On Tuesday 2 November James Lovelock, the 102-year-old originator of the Gaia theory and independent scientist, environmentalist and futurist, wrote in The Guardian: … I don’t know if it is too late for humanity to avert a climate catastrophe, but I am sure there is no chance if we continue to treat global heating and the destruction of nature as separate problems…
I do not know either
And yet I believe that various global change aspects do influence and strenghten each other. Several years ago, Rockström et al.  argued that identifying and quantifying planetary boundaries that must not be transgressed could help prevent human activities from causing unacceptable as well as irreversible environmental change. Unfortunately, at that very moment three out of nine interlinked planetary boundaries had already been overstepped. Moreover, since these boundaries are linked, exceeding one has implications for others in ways that the authors of the paper did not completely understand.

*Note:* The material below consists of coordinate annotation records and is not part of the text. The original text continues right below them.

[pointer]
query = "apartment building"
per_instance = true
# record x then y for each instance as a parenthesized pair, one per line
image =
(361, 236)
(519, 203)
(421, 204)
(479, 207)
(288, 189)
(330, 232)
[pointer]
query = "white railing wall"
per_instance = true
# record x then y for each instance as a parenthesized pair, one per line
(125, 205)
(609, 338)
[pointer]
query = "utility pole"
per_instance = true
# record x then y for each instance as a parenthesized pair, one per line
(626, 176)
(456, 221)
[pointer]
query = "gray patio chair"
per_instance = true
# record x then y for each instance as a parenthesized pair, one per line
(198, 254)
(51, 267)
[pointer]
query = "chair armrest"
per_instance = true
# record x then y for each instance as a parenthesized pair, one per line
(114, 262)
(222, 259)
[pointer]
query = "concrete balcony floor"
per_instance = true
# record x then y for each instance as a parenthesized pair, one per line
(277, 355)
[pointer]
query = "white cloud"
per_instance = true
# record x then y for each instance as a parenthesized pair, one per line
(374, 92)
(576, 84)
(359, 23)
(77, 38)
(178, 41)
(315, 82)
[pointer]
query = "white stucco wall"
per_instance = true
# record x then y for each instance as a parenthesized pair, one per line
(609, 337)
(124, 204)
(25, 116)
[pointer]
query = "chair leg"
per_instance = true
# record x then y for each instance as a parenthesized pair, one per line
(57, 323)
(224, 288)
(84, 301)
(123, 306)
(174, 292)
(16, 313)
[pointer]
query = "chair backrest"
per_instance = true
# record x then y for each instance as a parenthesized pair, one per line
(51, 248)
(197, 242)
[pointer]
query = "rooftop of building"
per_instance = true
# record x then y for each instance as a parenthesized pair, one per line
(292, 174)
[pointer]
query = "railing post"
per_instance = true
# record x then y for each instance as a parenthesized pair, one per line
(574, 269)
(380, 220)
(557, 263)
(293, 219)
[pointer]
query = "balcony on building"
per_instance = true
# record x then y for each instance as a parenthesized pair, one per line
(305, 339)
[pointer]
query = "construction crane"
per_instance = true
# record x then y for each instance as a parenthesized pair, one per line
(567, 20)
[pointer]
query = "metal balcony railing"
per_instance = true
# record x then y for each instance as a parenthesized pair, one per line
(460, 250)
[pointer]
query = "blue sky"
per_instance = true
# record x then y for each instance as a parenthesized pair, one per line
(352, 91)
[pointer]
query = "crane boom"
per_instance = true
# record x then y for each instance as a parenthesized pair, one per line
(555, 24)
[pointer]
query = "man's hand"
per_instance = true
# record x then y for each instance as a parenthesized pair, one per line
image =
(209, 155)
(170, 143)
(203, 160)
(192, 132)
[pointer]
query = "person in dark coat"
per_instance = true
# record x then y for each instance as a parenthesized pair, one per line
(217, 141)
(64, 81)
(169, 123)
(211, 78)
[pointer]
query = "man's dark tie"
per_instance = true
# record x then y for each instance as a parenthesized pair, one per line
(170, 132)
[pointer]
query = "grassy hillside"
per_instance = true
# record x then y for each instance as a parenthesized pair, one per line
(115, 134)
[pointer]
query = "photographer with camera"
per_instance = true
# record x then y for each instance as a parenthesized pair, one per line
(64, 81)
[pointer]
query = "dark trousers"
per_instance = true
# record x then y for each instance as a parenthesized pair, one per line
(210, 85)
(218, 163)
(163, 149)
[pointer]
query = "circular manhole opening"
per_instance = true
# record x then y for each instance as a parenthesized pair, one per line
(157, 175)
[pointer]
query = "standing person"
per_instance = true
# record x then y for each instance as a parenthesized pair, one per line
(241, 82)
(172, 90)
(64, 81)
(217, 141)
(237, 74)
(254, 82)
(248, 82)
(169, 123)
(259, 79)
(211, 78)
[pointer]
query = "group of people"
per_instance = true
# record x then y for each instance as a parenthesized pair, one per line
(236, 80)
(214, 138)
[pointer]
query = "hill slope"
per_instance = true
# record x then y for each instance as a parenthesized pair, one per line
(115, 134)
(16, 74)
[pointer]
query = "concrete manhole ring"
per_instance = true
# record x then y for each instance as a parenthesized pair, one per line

Lovestock  complains about the lack of logic: … That is the wrongheaded approach of the United Nations, which is about to stage one big global conference for the climate in Glasgow, having just finished a different big global conference for biodiversity in Kunming… His comment is absolutely right, we have known for quite some time that the majority of climate change models indicate alarming consequences for biodiversity, with the worst-case scenarios leading to extinction rates that would qualify as the sixth mass extinction in the history of our planet [Bellard et al. 2012].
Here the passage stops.